On its part, the government is reactivating initiatives to boost local production. Some new initiatives have also been taken to ensure improvement in the production of the seafood. Imparting young Cameroonians with fishing skills is a hallmark action the government has taken recently with training centres in Debunscha near Limbe, Belabo, Maga, Lonji-Kribi, and Bonamatoumbe-Douala. According to officials of the Ministry of Livestock, Fisheries and Animal Industries, the trainees are given adapted training and later given fishing materials upon completion of their course to start their activities. In other cases, like in Isangele in Bakassi area in Ndian Division, government is encouraging Cameroonians fishermen to settle there. Recently, the government constructed houses to host some 60 fishermen in the area and equally donated fishing boats to them. Government intention according to Dr Guy Iréné Mimbang is that Cameroonian fishermen will bring all their catch to Cameroonian market unlike foreign fishermen in the zone who illegally take their production to the neighbouring Nigerian markets.
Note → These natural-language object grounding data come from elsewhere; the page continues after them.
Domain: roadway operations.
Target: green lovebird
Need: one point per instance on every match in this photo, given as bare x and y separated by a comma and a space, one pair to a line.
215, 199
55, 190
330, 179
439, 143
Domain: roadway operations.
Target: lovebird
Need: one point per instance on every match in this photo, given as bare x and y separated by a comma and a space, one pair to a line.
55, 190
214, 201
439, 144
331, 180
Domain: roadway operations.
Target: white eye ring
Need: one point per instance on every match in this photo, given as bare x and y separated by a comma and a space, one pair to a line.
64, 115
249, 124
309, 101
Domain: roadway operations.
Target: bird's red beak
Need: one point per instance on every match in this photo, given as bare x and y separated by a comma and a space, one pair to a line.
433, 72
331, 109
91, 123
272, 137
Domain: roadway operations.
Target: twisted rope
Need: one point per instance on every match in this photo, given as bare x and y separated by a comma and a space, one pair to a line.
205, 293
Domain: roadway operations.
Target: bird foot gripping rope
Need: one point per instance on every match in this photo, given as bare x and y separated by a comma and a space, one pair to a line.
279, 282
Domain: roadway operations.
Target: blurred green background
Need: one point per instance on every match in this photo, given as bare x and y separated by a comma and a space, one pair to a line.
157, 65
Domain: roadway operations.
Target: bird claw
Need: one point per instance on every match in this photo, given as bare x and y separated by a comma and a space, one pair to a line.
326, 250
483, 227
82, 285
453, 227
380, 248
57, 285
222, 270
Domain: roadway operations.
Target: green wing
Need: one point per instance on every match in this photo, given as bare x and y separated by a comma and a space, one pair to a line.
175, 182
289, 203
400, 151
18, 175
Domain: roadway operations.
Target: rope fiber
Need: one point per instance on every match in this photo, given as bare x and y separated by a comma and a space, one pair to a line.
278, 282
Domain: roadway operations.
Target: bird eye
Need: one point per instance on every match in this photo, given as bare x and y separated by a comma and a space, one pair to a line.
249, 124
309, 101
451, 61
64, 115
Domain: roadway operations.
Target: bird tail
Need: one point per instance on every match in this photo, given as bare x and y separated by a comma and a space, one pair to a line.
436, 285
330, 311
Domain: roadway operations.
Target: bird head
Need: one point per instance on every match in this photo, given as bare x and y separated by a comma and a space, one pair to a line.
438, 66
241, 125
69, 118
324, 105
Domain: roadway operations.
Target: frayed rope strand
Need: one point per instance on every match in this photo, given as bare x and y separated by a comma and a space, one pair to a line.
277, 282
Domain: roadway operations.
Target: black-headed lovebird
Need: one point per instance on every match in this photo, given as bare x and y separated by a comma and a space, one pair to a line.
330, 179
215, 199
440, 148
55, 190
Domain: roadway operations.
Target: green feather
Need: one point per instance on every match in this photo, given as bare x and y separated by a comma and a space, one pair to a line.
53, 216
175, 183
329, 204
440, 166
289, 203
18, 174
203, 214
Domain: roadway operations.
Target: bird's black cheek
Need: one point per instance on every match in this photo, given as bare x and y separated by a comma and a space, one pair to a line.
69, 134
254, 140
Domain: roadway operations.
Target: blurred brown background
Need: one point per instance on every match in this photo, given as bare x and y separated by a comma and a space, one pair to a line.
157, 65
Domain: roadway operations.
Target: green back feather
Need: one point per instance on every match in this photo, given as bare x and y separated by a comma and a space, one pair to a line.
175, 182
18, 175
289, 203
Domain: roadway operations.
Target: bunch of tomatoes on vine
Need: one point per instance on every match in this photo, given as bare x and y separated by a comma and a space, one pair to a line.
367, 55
Also, the supply of fingerlings and fish feeds is an important bolster to local producers. In 2020, some 6 million fingerlings were distributed to fish farmers. Many projects have also been put in place by the State to accompany fish producers in improving production. One of such project, the Livestock and Fish farming value chain development project has put a budget line of FCFA 2 billion to support private initiatives in fish production. Early this year, the Minister of Livestock, Fisheries and Animal Industry launched an appeal for private investors to manifest interest in aquaculture which despite enormous potentials, contributes only about 5 per cent of Cameroon’s fish production. So far, information from the ministry indicates that over 117 private investors (five foreigners and 112 nationals) have indicated interest with some of the projects already unfolding in the field. One of the national investors who recently met with the Minister of Livestock, Fisheries and Animal Industries, Dr Taîga and his collaborators, announced a planned investment of FCFA 12.28 billion in the entire fish production value chain. During the first meeting of the inter-ministerial committee created to follow-up private investments in the sector, Dr Taîga said, the new approach is intended to create a new breed of entrepreneurs in the fishing sector. In a bid to encourage investors, the government through the 2021 Finance Law provided tax and duty exemptions on the importation of aquaculture equipment. Plans are also rife for the creation of fish markets in some metropolis of the country to facilitate access of local fish to Cameroonian consumers.